There are hurdles for ambitious companies to jump through. The U.S. used to produce rare earth metals at the Mountain Pass Mine in California, but it was shut down in 2002 largely because of lack of demand and environmental issues (the mine spilled a large amount of radioactive water into a neighboring lake). In 2008, Chevron sold the site to Molycorp, a company interested in reviving the old mine. Molycorp is currently expanding and modernizing the mine-a process that will yield 40,000 metric tons of rare earths by 2013, or 25% of the world’s supply.
The company, which is spending $2.4 million a year on environmental compliance and monitoring, says it plans to keep the process as clean as possible. “If what they say is what they do, you’re looking at a much more environmentally friendly process than in China, with the recycling of water and reducing effluent into the environment,” says Hatch. “But at the end of the day, you’re still messing around with some pretty nasty chemicals, and you still have waste piles of rock and radioactive material.” Fast Company’s calls to Molycorp have not been returned.
In China, rare earth mines are often responsible for egregious environmental violations, including air pollution and the production of wastewater that contains large amounts of radioactive material and acid. The pollution makes people sick, and it destroys local farmland and waterways.
California’s Mountain Pass is huge, but it isn’t enough to supply all of America’s rare earth metals. This is partially because it will produce mainly light rare earths instead of heavy rare earths, a group of chemicals that are often found in smaller concentrations. We need both types to manufacture the electronics and gadgets we enjoy so much.
There is hope for American independence in the heavy rare earth arena, however. The Pea Ridge iron mine in Missouri has a known deposit, and Quest Rare Minerals is exploring some major heavy rare earth mines in Quebec, a place that probably isn’t as likely as China to cut off the U.S. from imports or jack up prices impossibly high.
And the U.S. may soon have another major rare earth mine to count on in Nebraska, where Quantum Rare Earths is working on what may be the biggest untapped rare earths deposit in the world. But there’s a catch: Actually mining this deposit may not happen for a while. “It needs to be further explored and defined,” says Scott Wescott, a corporate communications representative for Quantum Rare Earths. That means it will take at least two to three years just to figure out the economics of mining and work on gathering permits for construction.
The permitting process is a major hurdle for U.S. companies. “The time it takes to get through the red tape is mind-boggling,” says Hatch. One DOE report claims that it will take 15 years to break dependence on Chinese rare earth metals (Hatch believes it’s more like eight to 10 years).

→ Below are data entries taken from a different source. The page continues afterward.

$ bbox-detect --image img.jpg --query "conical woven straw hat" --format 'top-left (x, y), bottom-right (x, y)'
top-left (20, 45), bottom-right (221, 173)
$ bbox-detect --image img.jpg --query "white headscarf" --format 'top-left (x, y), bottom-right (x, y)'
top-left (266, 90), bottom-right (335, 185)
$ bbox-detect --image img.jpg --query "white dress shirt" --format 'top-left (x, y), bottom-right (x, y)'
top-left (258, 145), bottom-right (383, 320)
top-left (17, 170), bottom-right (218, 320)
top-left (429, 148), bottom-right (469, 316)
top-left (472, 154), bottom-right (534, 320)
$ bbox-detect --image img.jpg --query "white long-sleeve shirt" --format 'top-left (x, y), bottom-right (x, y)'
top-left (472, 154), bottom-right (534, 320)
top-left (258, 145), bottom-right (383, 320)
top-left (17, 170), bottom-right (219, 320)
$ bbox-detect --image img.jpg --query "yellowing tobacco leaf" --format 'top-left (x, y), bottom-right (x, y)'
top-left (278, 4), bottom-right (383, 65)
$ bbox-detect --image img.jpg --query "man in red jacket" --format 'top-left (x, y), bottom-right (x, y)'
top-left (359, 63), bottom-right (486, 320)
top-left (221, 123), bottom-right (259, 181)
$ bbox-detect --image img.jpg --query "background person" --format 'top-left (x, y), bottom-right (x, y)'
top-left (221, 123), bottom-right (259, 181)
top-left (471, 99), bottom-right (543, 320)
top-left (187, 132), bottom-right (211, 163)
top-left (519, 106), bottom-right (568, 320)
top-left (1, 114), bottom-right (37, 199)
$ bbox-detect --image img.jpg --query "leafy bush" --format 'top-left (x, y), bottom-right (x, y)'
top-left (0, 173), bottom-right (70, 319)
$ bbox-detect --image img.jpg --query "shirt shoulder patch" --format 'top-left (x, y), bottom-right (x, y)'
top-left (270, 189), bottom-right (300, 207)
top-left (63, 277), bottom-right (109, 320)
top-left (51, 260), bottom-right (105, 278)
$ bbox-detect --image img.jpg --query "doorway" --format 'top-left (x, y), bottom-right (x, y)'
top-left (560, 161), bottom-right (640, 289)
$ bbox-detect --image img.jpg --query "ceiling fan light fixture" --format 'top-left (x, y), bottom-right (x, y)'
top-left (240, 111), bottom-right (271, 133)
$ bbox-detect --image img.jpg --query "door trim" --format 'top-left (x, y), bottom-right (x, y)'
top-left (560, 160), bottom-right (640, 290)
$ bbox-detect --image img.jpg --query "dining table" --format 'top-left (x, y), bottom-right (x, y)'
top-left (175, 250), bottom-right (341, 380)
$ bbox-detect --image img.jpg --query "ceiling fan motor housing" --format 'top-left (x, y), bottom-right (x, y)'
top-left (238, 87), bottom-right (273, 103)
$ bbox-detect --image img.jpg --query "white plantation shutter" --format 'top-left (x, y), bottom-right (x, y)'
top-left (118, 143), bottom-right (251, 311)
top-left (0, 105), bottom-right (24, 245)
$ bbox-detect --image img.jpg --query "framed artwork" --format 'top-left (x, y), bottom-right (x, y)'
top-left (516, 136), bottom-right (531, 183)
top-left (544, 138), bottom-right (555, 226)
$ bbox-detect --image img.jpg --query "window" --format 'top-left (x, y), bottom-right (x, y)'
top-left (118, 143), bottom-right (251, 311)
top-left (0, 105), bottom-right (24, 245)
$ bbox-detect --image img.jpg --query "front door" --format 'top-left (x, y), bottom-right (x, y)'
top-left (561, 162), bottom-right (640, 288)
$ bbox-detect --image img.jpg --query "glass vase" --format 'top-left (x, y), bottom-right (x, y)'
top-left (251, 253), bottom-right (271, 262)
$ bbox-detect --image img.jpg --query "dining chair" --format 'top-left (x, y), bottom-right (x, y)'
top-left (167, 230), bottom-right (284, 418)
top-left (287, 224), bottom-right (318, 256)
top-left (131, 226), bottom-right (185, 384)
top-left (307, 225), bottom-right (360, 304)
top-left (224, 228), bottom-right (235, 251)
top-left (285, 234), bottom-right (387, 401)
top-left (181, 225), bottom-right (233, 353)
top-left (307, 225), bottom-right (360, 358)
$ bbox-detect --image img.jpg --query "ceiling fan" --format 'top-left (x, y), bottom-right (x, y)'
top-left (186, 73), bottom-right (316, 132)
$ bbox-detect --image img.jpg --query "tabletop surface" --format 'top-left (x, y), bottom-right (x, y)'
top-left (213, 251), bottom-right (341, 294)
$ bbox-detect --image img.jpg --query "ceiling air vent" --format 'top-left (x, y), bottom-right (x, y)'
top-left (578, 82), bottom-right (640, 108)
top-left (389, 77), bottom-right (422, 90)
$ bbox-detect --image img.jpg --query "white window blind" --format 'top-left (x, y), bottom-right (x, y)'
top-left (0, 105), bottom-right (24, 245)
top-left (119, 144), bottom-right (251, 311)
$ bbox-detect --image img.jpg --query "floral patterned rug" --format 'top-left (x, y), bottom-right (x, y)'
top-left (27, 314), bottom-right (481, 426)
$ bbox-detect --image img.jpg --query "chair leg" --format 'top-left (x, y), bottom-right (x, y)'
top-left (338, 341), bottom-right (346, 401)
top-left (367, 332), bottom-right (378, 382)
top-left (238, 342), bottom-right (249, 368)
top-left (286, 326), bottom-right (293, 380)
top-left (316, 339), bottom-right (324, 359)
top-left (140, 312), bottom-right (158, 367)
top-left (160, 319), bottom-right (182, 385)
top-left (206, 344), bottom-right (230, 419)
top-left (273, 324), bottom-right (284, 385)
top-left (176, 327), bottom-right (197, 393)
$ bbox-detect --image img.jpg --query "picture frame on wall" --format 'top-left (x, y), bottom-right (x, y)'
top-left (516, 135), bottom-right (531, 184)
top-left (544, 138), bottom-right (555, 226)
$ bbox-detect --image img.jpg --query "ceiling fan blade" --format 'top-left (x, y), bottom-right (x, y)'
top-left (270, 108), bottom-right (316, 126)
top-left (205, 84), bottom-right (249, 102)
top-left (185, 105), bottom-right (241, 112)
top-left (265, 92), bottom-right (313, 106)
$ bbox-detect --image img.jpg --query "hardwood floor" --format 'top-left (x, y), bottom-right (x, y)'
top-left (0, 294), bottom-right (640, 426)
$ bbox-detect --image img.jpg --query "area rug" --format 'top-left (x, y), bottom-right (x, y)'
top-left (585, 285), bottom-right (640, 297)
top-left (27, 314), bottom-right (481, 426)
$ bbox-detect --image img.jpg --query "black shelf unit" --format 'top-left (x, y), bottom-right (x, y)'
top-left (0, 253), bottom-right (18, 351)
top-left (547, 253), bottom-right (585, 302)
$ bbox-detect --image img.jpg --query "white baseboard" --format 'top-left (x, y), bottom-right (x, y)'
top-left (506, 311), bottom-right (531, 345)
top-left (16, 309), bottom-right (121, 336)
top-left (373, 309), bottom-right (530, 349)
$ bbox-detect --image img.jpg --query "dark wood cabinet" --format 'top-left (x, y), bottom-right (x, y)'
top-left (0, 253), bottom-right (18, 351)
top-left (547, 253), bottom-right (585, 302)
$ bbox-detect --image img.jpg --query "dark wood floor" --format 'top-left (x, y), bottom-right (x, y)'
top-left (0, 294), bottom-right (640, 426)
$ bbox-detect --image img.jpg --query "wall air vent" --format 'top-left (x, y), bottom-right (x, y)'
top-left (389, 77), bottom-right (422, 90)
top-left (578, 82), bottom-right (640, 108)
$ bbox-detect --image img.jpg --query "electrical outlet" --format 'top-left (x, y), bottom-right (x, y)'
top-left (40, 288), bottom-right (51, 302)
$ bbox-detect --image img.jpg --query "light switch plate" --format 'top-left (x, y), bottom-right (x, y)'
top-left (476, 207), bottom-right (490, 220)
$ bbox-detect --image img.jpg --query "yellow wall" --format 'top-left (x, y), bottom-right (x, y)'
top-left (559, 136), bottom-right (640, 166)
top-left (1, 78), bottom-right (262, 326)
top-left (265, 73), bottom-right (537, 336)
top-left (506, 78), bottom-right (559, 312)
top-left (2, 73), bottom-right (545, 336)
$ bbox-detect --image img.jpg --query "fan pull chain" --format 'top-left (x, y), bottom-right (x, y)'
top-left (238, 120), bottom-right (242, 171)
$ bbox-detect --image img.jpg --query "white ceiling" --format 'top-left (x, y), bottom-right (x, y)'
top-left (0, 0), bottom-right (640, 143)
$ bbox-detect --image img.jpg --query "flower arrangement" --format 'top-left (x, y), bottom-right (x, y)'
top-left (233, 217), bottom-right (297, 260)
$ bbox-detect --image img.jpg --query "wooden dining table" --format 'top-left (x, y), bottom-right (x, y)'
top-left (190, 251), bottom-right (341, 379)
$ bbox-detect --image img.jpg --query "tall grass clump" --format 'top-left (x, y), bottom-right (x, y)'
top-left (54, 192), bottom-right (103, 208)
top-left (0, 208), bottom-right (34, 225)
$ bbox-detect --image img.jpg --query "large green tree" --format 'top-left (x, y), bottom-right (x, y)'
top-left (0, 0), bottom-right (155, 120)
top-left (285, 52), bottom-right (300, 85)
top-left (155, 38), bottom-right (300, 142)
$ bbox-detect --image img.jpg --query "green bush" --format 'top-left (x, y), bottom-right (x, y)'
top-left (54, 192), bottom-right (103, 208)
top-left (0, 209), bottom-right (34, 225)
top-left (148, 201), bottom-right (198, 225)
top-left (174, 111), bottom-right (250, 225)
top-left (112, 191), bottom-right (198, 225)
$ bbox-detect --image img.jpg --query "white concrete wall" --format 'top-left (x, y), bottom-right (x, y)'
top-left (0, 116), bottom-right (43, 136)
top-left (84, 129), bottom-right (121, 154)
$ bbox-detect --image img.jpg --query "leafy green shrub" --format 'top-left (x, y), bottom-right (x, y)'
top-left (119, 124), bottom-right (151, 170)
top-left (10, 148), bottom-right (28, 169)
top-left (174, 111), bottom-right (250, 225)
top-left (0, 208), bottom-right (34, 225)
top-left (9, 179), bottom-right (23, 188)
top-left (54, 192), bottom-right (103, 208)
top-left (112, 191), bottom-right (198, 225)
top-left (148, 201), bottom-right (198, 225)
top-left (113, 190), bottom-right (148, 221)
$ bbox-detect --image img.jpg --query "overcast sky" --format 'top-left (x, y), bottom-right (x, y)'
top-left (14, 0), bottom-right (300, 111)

But we don’t necessarily have to wait for companies outside of China to get moving on their rare earth projects. In the meantime, it’s worth paying attention to companies like Nanosys, which manufactures more sustainable replacements for some of the rare earths found in LED backlighting.
Even with multiple mines and creative companies working on replacements, the U.S. will likely remain at least partially dependent on China for rare earths. It’s the classic problem of competing with China: Multiple layers of red tape may do some good in protecting the environment, but they really slow things down.